Though the EAG has not attempted to promote a bottled water ban at the University, Schultheis said she supports the movement and is considering a plan to incorporate it into the student organization’s goals. EAG, she said, would use educational activities such as blind taste tests of bottled and tap water to garner student support.

“The movement itself is great,” she said. “It’s great they’re taking the initiative that extra step further. I could see Bowling Green doing that in maybe a year or so.”

According to University Director of Business Operations Andy Grant, the University is currently fixed into a contract with Coca-Cola that began May 16, 2007 and runs through May 15, 2014, with an optional three-year extension of term. Any bottled-water contract exemptions or sales terminations would have to be implemented, not negotiated, outside of the contract term.

”If there is something that students have concerns with,” Grant wrote in an email, “it should be brought to the attention of the appropriate individuals and begin having a dialogue with the appropriate internal and external contacts.”

Though there has been no attempt at the University to ban bottled water sales, some students on campus are working to educate others on the issue and promote bottled water alternatives. The student organization Net Impact, according to Schultheis, will show the anti-bottled-water documentary “Tapped” in the Union theater on March 20 from 5 p.m. to 7 p.m.

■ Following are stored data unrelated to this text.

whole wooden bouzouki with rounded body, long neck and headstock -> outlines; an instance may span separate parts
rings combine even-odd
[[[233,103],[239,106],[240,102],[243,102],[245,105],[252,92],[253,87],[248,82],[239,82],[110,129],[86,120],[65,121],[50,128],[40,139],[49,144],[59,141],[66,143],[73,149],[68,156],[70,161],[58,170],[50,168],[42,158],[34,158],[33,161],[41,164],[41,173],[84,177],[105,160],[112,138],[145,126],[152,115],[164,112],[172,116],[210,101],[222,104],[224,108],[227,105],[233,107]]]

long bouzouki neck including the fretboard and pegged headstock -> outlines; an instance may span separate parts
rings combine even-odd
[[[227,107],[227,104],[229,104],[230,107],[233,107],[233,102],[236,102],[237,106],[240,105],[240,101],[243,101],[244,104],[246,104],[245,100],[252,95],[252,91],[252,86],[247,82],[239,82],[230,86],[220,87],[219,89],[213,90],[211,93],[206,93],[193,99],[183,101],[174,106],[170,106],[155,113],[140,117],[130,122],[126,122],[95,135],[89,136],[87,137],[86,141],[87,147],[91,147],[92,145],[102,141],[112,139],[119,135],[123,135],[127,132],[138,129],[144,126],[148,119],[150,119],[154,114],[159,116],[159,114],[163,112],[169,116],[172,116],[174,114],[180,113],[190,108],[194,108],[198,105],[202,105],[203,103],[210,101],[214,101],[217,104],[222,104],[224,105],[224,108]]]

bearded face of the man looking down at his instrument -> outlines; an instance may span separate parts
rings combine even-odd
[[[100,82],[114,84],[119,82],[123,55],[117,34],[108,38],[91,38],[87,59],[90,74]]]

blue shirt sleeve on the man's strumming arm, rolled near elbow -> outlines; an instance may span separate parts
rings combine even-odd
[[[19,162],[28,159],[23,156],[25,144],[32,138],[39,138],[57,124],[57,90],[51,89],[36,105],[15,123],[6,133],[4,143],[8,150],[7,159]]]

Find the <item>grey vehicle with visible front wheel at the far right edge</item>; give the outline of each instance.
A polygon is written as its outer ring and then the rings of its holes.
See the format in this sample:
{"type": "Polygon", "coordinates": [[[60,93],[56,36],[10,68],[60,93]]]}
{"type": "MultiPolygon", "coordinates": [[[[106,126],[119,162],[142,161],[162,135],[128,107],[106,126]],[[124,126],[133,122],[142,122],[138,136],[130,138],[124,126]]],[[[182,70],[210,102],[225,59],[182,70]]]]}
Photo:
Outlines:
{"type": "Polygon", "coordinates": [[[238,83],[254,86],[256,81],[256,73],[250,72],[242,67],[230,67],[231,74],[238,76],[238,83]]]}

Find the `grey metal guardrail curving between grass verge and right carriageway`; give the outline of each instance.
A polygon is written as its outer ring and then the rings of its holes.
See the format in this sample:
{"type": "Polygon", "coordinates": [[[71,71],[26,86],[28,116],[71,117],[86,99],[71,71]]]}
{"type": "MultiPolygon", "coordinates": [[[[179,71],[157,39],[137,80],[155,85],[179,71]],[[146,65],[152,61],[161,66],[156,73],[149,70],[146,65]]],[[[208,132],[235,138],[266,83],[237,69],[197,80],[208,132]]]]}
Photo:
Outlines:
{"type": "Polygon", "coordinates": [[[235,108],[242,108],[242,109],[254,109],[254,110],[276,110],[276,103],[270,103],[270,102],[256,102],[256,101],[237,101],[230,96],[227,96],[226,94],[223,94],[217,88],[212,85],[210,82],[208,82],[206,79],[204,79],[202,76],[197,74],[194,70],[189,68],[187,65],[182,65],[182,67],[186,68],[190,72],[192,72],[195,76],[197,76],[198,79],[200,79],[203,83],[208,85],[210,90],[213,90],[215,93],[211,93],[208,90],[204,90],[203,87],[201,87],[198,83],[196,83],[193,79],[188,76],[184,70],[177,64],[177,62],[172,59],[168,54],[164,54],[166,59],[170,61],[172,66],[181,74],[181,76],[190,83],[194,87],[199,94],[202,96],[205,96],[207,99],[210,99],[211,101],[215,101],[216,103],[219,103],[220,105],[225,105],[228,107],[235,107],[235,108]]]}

Junior Human Development and Family Studies major, Morgan Daniel, submitted a Green Fund request to the University on February 18 for $750 to fund retrofits on two campus water fountains that would equip the fountains with fast, easy-to-use water bottle refilling stations similar to those being installed at University of Vermont.

“The idea with this is that we test out two units and see how it goes, see how students react to them” Daniel said. “Are they being used effectively? Do we have any physical problems with the units? Hopefully if we get a good response, then it will be something I continue to propose.”

Daniel said she will not know for another few weeks whether her request will be granted.